Because this synthetic alizarin dye could be produced for a fraction of the cost of the natural madder dye, it quickly replaced all madder-based colorants then in use (in, for instance, British army red coats that had been a shade of madder from the late 17th century to 1870, and French military cloth, often called "Turkey Red"). In turn, alizarin itself has now been largely replaced by the more light-resistant quinacridone pigments originally developed at DuPont in 1958.

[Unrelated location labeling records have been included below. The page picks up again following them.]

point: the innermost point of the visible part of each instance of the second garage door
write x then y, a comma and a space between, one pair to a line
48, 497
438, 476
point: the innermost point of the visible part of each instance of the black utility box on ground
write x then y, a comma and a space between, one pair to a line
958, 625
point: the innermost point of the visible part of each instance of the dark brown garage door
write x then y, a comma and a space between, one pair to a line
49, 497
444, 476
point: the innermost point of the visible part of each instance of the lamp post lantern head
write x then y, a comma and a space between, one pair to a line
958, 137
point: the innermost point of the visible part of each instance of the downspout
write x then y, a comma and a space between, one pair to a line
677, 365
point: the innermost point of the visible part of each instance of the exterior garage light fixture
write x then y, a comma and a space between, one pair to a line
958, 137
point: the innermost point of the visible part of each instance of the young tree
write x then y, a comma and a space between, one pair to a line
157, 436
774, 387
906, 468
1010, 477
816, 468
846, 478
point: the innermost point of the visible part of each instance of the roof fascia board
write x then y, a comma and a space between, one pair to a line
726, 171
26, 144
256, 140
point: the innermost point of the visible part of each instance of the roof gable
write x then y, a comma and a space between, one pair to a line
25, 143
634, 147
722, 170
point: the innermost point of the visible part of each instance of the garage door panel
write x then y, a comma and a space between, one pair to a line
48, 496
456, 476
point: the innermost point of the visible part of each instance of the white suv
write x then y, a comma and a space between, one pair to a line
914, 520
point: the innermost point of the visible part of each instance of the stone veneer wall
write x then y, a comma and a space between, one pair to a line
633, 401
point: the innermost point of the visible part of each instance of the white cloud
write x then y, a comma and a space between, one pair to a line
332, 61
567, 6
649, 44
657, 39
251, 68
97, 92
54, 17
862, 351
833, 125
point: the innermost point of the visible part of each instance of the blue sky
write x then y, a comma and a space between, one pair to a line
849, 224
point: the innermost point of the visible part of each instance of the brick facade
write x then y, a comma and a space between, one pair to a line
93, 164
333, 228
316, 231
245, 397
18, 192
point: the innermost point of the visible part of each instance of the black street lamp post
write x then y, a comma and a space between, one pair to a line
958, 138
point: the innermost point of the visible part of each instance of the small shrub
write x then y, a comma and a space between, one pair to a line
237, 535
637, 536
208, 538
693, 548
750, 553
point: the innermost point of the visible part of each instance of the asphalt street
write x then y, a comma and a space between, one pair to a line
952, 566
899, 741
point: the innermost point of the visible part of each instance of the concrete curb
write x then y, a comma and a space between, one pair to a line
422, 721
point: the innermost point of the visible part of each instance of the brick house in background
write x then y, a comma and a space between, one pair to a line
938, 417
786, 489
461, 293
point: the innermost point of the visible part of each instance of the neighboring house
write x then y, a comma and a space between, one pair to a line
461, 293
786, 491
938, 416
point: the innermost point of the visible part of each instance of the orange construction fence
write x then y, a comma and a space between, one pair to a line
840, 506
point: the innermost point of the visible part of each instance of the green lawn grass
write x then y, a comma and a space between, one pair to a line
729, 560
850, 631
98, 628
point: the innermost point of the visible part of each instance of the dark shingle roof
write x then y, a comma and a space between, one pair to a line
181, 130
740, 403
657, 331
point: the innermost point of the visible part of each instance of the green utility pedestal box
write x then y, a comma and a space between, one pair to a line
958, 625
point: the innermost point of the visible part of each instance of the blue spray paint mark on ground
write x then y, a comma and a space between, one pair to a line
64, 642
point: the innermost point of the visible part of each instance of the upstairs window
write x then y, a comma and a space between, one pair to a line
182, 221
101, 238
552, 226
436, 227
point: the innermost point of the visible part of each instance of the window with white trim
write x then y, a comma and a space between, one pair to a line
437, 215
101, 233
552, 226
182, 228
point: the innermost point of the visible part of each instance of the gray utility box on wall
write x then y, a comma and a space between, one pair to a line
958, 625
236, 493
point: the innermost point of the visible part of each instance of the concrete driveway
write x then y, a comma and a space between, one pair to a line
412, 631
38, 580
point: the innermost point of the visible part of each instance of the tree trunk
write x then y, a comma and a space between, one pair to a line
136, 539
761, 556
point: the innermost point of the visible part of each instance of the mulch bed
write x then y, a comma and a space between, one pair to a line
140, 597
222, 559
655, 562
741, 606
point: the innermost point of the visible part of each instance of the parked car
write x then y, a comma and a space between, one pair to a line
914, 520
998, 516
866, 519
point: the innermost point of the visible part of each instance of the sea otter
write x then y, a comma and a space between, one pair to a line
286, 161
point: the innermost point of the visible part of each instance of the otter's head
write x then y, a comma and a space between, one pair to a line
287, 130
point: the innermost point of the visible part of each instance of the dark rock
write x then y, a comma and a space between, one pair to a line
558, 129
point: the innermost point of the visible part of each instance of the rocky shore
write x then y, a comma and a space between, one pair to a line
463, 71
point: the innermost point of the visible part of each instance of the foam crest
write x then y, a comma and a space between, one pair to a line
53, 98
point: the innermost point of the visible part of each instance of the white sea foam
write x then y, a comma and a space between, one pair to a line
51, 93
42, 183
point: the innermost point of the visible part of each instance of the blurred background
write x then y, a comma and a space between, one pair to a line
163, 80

It is still manufactured in traditional ways to meet the demands of the fine art market.

== Other names ==
- Alizarin's chemical composition: 1,2 dihydroxyanthraquinone (C_{14}H_{8}O_{4})
- Alizarin crimson, a paint very similar in color to Rose Madder Genuine but derived from synthetic Alizarin
- Lacca di robbia, Italian name
- Laque de garance, French name
- Natural Red 9 abbreviated NR9, Color Index name
- Purpurin's chemical composition: 1,2,4 trihydroxyanthraquinone (C_{14}H_{8}O_{5})
- Rose madder genuine, sometimes used to specify a paint derived from the root of the madder plant in the traditional manner It is still manufactured and used by some, but is too fugitive for professional artistic use.
- Rose madder hue, sometimes used to specify a paint made from other pigments but meant to approximate the color of rose madder
- Rubia tinctorum, the herbaceous perennial from which the rose madder pigment is derived
- Turkey red

== Substitutes ==
As all madder-based pigments are fugitive, artists have long sought a more permanent and lightfast replacement for rose madder and alizarin. Alternative pigments include:

- Anthraquinone red (PR177), a chemical cousin of Alizarin
- Benzamida carmine (PR176)
- Perylene maroon (PR179), for mixing dull violets
- Pyrrole rubine (PR264)
- Quinacridone magenta (PR122), for a brighter violet
- Quinacridone pyrrolodone
- Quinacridone rose (PV19), for a brighter violet
- Quinacridone violet (PV19), particularly dark and reddish varieties

==In art, entertainment, and media==
- Rose Madder is the title of a 1995 novel by Stephen King, in which a woman named Rose Daniels escapes her abusive husband and travels through time by entering a painting of a woman in a gown dyed with rose madder.
- "Madder Red" is the title of a 2009 song by Yeasayer on the album Odd Blood.
- Jonathon Keats uses the gradual fading of rose madder oil paint to record a single image over the course of 1000 years in his "millennium camera".
- Blue Madder is the third album released by Savoy Brown in May 1969 on Decca Records.
- The Maddermarket Theatre in Norwich has connections with the use of madder as a dye in the city.
- Madder Lake is an enduring Australian progressive rock band.